Gaza no es una tragedia. Es un crimen. No es una catástrofe humanitaria. Es un genocidio ejecutado a plena luz del día, con técnicas contemporáneas de exterminio: cerco, inanición, control informacional, colapso planificado. Y, sobre todo, con la cobertura de una comunidad internacional que no ha fallado, sino que ha actuado conforme a su diseño.

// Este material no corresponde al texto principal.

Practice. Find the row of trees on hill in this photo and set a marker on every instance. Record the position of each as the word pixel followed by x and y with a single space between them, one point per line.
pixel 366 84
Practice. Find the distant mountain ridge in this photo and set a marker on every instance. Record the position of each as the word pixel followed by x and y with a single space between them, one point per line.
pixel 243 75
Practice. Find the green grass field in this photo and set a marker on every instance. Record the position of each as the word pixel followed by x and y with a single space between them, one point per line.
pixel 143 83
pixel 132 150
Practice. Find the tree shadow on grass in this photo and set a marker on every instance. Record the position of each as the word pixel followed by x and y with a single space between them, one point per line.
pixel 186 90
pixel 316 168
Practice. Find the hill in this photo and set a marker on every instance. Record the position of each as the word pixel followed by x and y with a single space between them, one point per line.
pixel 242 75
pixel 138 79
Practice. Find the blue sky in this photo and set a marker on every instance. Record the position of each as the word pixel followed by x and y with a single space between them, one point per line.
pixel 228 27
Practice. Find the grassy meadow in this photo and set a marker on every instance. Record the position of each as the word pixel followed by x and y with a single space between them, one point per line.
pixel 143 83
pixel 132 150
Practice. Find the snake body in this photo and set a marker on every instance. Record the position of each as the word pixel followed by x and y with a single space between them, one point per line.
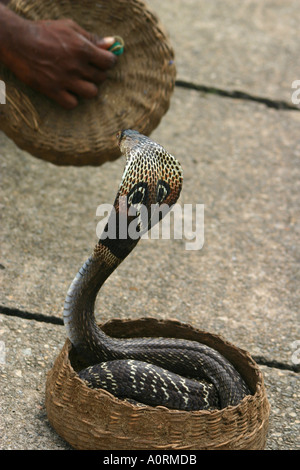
pixel 176 373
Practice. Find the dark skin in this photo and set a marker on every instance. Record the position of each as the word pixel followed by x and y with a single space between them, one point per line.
pixel 57 58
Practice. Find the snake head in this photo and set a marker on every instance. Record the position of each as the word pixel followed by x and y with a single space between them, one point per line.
pixel 151 176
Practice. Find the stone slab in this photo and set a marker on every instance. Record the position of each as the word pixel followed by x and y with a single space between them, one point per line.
pixel 251 46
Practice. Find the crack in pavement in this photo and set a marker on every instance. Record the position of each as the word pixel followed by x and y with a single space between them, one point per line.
pixel 236 94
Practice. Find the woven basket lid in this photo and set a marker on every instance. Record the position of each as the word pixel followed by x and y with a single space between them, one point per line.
pixel 93 419
pixel 136 95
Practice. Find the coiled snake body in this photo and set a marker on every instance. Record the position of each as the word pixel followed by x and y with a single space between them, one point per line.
pixel 176 373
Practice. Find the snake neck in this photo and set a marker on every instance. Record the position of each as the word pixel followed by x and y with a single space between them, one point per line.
pixel 78 314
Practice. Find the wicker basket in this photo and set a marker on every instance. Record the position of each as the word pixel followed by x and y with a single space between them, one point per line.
pixel 136 95
pixel 94 419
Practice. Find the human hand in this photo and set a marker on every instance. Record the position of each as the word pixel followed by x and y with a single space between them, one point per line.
pixel 59 59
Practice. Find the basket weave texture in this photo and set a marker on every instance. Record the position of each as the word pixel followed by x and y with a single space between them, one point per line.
pixel 135 95
pixel 95 420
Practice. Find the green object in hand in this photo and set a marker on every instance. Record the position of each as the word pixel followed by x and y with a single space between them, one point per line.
pixel 118 47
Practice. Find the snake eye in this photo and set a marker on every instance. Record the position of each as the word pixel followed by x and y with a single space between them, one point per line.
pixel 162 191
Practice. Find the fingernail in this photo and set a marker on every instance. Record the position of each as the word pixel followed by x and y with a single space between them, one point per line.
pixel 109 40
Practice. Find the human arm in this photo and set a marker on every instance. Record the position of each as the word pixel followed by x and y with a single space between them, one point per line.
pixel 57 58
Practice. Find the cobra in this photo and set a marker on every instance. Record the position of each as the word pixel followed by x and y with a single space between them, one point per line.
pixel 176 373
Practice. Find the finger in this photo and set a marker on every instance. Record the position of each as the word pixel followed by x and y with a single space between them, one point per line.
pixel 101 58
pixel 105 43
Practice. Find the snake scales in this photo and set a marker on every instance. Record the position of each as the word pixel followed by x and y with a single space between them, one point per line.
pixel 176 373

La tarea ahora no es solo enviar ayuda. Es impedir que el relato final lo escriban quienes colaboraron con el crimen. Es evitar que dentro de unos años se diga que fue un error. Que fue excesivo. Que fue lamentable. Lo que está en juego no es solo la vida de quienes aún resisten. Es también la posibilidad de que esa vida haya significado algo. Que no sea borrada como una cifra. Que no sea convertida en estadística, en nota al pie, en episodio inevitable.
El genocidio no terminará cuando dejen de caer bombas o entre más ayuda humanitaria. Seguramente tampoco cuando acabe esta fase de la guerra contra Palestina. Terminará cuando se rompa su narrativa. Cuando se nombren sus cómplices. Cuando se exija responsabilidad. Cuando se garantice que nunca más se utilizará la compasión como forma de cierre. Esa es la tarea. Y quizás todavía estemos a tiempo. Y, sobre todo, tenemos la responsabilidad moral de seguir luchando por ello.